GWS chair recommends Pride Month reading selections

Originally established to commemorate the 1969 Stonewall Uprising in New York City, Pride Month has become a nearly worldwide celebration of LGBTQ+ people and communities.

To honor and celebrate Pride Month, Rosaria Pisa, chair of URI’s Department of Gender and Women’s Studies, recommends several books that offer moving accounts of the lives of LGBTQ+ people.

Stone Butch Blues, Leslie Feinberg

“This historical, part-autobiographical, novel represents one of the most powerful tellings of the long and fraught road of coming out first as a lesbian (butch-lesbian) in the 1970s, then discovering and claiming a transgender identity later in life. Feinberg reveals in pain-staking detail the complex process of finding the language for naming the self, shaping self-presentation to reflect your most authentic self, and identifying with a community that, in reflecting and accepting you, makes you visible and fully human. This story more than any other has impacted how I understand my gender and sexual identities. Going along on Feinberg’s journey, I found myself.”

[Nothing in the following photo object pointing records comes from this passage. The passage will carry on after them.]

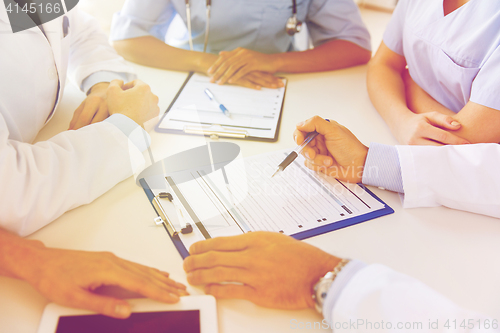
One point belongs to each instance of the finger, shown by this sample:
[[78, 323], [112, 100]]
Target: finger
[[141, 285], [212, 259], [101, 114], [247, 84], [152, 273], [133, 84], [329, 171], [87, 300], [220, 60], [309, 153], [231, 291], [76, 115], [218, 275], [231, 71], [444, 121], [90, 109], [233, 243], [262, 80], [321, 145], [442, 136], [318, 124], [323, 160]]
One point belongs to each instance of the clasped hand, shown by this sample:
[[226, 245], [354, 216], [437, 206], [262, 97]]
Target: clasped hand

This Bridge Called My Back, Cherrie L. Moraga and Gloria Anzaldua

“I was introduced to this book as a graduate student in the early 1990s. It remains a critical encounter with intersectional thinking and the politics of race, class, gender, and sexuality. As companions to this book, I recommend Cherrie Moraga’s Loving in the War Years: Lo Que Nunca Pasó por sus Labios (1983, South End Press, new edition 2021), a book that mixes essays, poetry, and journaling to capture the reality and magical realism of Chicana women and  lesbians.  I also recommend Gloria Anzaldua’s Borderlands/La Frontera: The New Mestiza (2007) that takes-up the multiple borders, dimensions (e.g. cultural, social, psychic) and therefore identities we are forever crossing, shaping, and claiming. These three books that center marginalized experiences, with the last two capturing Chinana/Latinx experiences, remain timely engagements for delving into the personal, social, and political costs of naming/claiming selfhood while navigating the slippery terrains of power.”

On Earth We’re Briefly Gorgeous, Ocean Vuong

“I am currently reading this beautifully written novel that explores the intersection of masculinity, race, class, sexuality, and immigration. Vuong, a Vietnamese American, writes about the embodiment of intergenerational traumas rooted in war and diasporic liminality while also navigating life as a gay man in America.” 

 

Homie, Danez Smith

“I am also currently reading this collection of poems by Danez Smith, a Black Queer, POZ poet and performer. The poems explore Blackness, masculinity, queerness, friendship, being and joy, and loss.”